How to Pay for Studying in the USA

How to Pay for US StudyIf you’ve taken the time to plan out your study abroad budget, you may be feeling a bit overwhelmed with how you can afford all of the expenses. Here are a few ideas on how to pay for college.

Personal/Family Funds

While some institutions provide financial aid for international students, the vast majority of students must pay for their undergraduate education with personal funds. Most US government-sponsored funds are for US citizens or permanent residents, so your educational costs will largely be your responsibility. Consider the following:

  • Saving for school – How much can you save for studying abroad before you leave? Can you work part- or full-time while in your home country? Most student visas do not allow off-campus work for the first year of academic study and most part-time on-campus work pays very little.
  • Family or sponsors – Have you talked with your family or others who may be willing to help you finance your educational expenses?
  • Scholarships – Have you applied for scholarships and submitted all required documentation? When will you be notified of the results? It’s a good idea to start applying for scholarships at least 18 months in advance.
  • Loans – Can you get a loan in your home country for studying abroad?

Financial Aid

Most US residents pay for their college education with a mixture of scholarships or grants, student loans which need to be repaid, and maintaining jobs while they study. These options may be limited for international students, as the US government reserves most scholarships, grants, and federal student loans for US citizens.

However, depending on the schools you are applying to, you may receive a financial aid package, especially if you are applying to be a graduate student, based on specific requirements such as financial need, citizenship or study in a particular field.
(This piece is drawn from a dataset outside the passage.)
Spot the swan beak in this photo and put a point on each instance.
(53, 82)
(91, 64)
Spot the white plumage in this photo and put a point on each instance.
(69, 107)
If your school of choice doesn’t offer financial aid, you may have to seek out financial aid opportunities in your home country.

Off-Campus Part-Time Job

Once you have completed a full year of academic study, you may be eligible to work off-campus part-time. This may vary depending on your visa requirements, permission from your school, and approval from the Bureau of Citizenship and Immigration Services. Also, be aware that if you do find a job in the US, you may have to pay US federal income tax on the money you earn.